Against a backdrop of myriad political and economic uncertainty, charter flight booking platform PrivateFly is predicting further expansion of the marketplace for 2017. Growth in demand for longer-range flights tops its five predictions for the new year, with aircraft such as Gulfstream G650ER and the Dassault Falcon 8X set to have a growing role in the charter.

PrivateFly also sees the profile of charter customers expanding beyond core markets such as the financial and entertainment industries, to include more technology executives and families. The company predicts that the anticipated European approval of commercial IFR operations by single-engine aircraft will expand the customer base by lowering entry-point pricing for charters.

According to founder Adam Twidell, geopolitical uncertainty in 2017 will compel business aviation service providers and their customers to be more agile. He also issued a caution about new private aviation business models that he feels blur the lines by offering shared-use, scheduled shuttle services on fixed routes based on annual membership fees. “It’s great to see innovation taking place, but a blurring of private jet and airline models can be confusing to customers,” he commented. “A private jet comes with a set of customer expectations about service levels and delivery that some of the newer membership models can struggle to meet. In 2017 we’ll see customers demanding more clarity on what they’re getting.”

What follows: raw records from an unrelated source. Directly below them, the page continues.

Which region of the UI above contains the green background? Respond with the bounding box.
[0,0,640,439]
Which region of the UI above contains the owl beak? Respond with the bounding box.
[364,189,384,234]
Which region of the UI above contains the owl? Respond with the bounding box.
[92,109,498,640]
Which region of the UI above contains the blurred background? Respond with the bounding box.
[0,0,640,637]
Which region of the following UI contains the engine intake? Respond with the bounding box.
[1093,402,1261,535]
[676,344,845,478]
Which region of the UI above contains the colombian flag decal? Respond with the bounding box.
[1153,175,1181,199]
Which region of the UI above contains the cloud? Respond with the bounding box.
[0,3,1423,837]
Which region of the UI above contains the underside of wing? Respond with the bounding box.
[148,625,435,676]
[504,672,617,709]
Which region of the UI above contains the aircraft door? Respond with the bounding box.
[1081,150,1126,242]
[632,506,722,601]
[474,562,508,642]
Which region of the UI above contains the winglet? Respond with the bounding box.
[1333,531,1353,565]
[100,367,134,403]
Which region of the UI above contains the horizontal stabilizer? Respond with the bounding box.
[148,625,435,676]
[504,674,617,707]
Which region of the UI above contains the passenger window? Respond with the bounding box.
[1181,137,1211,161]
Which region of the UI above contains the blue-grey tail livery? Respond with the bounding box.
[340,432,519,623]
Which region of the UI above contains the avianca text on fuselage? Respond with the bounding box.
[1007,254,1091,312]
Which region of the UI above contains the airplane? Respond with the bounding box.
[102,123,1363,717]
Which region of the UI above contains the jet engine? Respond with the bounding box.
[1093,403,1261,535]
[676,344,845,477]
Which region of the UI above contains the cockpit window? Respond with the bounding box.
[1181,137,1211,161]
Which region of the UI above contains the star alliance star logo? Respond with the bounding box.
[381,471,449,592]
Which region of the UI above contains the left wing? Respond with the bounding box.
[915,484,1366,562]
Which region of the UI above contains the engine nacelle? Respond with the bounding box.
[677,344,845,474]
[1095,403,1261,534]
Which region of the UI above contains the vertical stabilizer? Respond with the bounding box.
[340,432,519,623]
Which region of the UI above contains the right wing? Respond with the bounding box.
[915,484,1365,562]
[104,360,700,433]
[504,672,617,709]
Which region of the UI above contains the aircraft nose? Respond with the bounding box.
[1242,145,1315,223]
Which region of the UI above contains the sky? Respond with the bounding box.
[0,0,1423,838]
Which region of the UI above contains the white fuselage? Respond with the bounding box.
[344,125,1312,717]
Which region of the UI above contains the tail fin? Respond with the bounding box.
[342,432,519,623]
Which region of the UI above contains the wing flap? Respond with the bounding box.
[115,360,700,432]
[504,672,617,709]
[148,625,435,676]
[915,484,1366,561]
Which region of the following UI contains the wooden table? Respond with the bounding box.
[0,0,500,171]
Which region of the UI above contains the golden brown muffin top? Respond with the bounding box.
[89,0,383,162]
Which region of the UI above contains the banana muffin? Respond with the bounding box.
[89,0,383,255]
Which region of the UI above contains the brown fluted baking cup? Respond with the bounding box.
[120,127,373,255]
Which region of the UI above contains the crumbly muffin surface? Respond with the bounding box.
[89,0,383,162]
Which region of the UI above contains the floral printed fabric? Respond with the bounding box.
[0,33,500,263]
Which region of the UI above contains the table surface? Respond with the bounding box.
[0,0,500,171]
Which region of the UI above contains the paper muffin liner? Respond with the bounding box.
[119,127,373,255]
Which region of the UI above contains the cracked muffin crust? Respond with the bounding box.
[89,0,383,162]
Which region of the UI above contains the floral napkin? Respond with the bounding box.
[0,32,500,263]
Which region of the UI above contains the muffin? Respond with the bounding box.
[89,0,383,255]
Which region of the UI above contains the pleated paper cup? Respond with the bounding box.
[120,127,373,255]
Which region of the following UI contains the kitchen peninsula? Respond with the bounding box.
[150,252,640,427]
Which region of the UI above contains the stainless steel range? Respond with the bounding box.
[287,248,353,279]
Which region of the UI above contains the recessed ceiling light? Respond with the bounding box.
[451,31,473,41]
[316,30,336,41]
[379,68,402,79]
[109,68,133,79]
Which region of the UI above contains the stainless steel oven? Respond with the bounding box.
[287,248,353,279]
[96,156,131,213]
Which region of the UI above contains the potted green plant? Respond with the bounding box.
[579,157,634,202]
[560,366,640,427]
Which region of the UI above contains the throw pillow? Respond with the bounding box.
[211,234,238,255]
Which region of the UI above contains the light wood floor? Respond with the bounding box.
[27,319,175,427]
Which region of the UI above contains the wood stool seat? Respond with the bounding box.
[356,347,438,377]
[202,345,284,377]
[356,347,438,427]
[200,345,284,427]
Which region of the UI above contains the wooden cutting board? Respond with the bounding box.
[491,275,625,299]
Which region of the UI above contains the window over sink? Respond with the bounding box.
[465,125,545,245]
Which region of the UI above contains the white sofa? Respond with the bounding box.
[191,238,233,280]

PrivateFly, which was founded in 2008, expects to have logged more than one million flight searches at its website over the course of 2016. The company, which says its platform can generate proposed flights in between 20 seconds and a few minutes, offers charter capacity from some 2,700 operators with a combined fleet of some 7,000 aircraft.

This year has seen the UK-based group expand in the U.S. market with a new office in Fort Lauderdale, Florida. “The U.S. represents 25 percent of our business now and we see this proportion rising to 40 percent by mid-2017,” Twidell told AIN. In his view one of the main differences between the European and American markets is that in the latter demand is less seasonal since more than 50 percent of clients are traveling for business, while in Europe about 80 percent of demand is for leisure, with a high concentration of flights in the summer months. The company plans to open a U.S. West coast office.